My last option was to buy material and make them. I felt sure this was out of the question, because you really can't make anything cheaper than you can get it second-hand. But there it was. A bolt of lovely red material for only $2.00 a yard. Now, if you could have seen me trying to do the math in the fabric section, you might have thought that I had never attended math class. Armed with a pencil, the back of some receipt, the window measurements and my rusty math skills, it took me a good fifteen minutes to figure, and refigure, and refigure how much of this material I would need. I hestitantly took the material to the clerk and told her I needed six yards, no better make it six and a half, no better make it seven! Cut. Done. Thread bought, and I'm on my way to see if my sewing machine even still works. Purred like a kitten!

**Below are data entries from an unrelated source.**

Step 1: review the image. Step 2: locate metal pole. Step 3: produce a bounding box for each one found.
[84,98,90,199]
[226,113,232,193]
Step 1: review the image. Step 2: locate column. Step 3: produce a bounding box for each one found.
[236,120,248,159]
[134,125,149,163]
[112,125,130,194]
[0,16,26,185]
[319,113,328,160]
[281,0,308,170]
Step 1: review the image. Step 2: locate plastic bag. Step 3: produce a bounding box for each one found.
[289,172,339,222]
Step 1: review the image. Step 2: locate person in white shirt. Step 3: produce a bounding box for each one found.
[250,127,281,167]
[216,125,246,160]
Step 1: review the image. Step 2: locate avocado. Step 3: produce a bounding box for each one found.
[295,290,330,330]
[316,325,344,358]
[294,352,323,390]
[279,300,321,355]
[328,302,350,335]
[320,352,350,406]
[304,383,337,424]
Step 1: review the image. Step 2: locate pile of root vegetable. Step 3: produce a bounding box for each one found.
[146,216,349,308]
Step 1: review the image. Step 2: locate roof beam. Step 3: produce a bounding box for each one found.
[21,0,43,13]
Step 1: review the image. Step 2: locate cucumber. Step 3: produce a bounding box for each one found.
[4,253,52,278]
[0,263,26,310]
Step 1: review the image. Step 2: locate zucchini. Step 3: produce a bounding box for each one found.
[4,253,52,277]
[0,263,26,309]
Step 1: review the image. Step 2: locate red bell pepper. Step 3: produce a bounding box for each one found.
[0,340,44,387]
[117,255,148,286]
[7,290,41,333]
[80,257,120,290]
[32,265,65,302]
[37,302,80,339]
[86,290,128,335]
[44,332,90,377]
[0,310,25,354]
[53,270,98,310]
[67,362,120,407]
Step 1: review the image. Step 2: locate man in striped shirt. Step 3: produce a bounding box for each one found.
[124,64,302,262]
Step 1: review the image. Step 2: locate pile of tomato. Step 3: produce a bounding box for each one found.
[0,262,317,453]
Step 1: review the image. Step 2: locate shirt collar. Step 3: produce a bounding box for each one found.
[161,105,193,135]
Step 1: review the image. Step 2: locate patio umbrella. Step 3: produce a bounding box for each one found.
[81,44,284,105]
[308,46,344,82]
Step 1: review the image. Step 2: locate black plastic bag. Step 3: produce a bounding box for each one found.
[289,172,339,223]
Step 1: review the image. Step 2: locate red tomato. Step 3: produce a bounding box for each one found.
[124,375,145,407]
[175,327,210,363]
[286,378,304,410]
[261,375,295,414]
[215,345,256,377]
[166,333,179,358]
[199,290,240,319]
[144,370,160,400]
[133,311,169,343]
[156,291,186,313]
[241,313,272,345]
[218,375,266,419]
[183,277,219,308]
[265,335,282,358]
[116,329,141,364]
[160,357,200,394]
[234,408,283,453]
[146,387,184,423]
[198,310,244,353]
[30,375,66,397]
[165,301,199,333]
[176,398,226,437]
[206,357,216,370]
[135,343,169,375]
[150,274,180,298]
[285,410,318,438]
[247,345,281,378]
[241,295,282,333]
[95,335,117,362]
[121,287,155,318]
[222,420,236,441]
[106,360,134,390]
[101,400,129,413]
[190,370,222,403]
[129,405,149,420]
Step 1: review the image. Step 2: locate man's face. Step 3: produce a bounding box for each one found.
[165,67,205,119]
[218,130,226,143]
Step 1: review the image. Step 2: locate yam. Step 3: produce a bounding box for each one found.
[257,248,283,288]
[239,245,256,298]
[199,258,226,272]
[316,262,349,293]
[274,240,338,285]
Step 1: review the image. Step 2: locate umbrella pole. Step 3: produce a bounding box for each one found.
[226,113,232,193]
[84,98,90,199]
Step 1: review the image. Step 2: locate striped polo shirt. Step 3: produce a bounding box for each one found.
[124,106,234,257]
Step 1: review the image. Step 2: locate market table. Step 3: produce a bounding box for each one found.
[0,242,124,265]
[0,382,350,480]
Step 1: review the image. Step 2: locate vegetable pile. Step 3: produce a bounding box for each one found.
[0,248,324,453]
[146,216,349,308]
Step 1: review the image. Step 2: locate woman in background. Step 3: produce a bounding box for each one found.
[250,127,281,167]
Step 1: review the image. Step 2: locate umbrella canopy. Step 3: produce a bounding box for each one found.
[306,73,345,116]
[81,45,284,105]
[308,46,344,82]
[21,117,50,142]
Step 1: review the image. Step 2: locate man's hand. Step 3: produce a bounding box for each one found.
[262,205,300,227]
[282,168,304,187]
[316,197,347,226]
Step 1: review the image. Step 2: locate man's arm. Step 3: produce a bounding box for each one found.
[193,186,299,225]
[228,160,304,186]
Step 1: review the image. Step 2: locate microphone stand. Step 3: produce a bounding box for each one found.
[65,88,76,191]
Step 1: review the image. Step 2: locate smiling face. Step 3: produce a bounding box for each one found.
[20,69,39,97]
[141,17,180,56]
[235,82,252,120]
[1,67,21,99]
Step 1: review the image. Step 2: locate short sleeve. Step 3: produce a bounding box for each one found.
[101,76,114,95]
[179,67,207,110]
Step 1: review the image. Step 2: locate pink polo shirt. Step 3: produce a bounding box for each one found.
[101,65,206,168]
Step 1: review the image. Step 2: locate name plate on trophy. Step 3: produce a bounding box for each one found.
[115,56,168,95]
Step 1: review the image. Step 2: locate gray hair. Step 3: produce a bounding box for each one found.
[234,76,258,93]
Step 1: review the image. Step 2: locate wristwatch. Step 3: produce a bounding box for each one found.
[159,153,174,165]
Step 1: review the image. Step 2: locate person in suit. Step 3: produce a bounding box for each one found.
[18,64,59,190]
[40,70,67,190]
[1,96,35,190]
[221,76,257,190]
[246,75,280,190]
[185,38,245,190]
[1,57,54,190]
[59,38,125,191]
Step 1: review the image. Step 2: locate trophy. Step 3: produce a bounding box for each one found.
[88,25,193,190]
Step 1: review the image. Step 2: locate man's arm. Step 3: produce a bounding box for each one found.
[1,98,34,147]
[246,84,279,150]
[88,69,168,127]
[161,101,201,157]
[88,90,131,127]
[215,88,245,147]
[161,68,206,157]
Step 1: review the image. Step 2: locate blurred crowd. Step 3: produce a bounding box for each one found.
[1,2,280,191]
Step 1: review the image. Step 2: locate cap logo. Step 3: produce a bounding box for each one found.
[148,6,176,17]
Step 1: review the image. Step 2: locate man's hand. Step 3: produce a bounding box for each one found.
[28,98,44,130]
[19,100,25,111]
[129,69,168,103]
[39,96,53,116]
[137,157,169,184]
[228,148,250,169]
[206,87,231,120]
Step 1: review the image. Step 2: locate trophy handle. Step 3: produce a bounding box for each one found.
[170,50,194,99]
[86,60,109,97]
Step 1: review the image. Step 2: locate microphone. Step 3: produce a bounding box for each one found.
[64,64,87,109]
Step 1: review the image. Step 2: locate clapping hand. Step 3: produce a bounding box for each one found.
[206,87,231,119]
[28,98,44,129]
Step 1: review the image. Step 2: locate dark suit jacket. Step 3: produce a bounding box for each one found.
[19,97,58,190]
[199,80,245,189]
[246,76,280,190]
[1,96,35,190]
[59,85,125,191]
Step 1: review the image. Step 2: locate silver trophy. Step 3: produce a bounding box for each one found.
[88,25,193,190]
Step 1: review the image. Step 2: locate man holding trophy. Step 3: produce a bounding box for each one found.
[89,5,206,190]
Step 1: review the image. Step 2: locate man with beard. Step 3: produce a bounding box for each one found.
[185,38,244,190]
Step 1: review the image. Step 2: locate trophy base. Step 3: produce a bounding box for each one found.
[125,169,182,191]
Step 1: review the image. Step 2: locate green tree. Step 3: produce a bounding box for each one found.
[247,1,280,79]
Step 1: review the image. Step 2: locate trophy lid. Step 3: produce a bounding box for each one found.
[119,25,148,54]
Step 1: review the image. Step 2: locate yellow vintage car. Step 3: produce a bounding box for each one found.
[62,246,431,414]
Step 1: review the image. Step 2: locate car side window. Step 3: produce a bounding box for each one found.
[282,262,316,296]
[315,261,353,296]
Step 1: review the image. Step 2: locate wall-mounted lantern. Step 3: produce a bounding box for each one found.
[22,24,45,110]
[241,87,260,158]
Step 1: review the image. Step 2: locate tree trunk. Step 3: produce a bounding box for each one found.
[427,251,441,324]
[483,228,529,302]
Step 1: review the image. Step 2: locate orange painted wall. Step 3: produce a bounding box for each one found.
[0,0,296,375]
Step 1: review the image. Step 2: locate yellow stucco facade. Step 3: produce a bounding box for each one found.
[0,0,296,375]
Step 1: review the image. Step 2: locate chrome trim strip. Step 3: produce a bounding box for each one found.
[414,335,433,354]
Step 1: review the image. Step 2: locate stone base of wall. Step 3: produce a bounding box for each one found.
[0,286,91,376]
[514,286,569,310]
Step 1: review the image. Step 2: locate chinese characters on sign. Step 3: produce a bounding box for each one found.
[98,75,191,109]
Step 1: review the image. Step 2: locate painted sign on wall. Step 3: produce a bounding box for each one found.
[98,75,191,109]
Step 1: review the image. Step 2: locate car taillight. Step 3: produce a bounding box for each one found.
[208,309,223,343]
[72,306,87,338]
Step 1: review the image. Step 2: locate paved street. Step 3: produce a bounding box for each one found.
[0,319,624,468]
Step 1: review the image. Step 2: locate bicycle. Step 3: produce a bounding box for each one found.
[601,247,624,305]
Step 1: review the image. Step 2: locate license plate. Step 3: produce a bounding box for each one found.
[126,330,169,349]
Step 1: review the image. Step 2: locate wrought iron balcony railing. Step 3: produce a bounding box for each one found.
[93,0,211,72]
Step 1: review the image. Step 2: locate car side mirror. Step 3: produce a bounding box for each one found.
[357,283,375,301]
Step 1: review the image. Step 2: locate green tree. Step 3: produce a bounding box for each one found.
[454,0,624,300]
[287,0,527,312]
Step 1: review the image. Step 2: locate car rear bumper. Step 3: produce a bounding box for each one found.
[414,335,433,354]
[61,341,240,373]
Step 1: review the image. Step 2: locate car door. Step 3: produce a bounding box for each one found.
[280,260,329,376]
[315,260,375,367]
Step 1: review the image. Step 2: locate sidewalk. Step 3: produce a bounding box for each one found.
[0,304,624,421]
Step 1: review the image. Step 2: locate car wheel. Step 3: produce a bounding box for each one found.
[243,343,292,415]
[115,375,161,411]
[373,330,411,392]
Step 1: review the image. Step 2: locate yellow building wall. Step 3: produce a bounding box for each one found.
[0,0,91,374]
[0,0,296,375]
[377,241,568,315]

Since I had no pattern to work with, my usual sewing method, I measured, and remeasured, and remeasured. Cut. Done. Now I needed the curtain rod. Mistakenly I had not looked for rods at the thrift stores the first go-round, so back to Bozeman Community Thrift I went. Success! I left with 5 curtain rods (they were bundled) for $1.50. Woot! The longest of the rods, the one I would use for the front window, was missing the end "decorative" pieces. As you may or may not know, these end balls, or globes, or whatever they are called, are not only there for decoration, but to actually hold the rod in place. So off to Ace Hardware I go. "May I help you?" the fine gentleman inquired. With rod in hand, I told him I needed a miracle. "Something to rig up this rod." With great prowess, he galloped from aisle to aisle until, sure enough, he had a great idea for rigging my rod. Two bolts, two cabinet pulls, and I would be in business. I was right there with him, understanding everything he told me to do, until he said the word "drill". I inquired "If I have a drill, and I do, does that mean I have drill bits?" He assured me I did. But at this point Gorilla Glue was looking pretty good to me. Instead, I took a deep breath, made my purchases ($1.21) and headed for home, wondering if I even remembered what drill bits looked like. Jim's tool box was full of lots of heavy, shiny, metal things, and one drill bit. The exact size I needed.
So approximately $20 and six-trips-to-the-store later, VOILA! New curtains. And a pillow. And enough material left over to make various and sundry Christmas presents of some sort. So much for my math!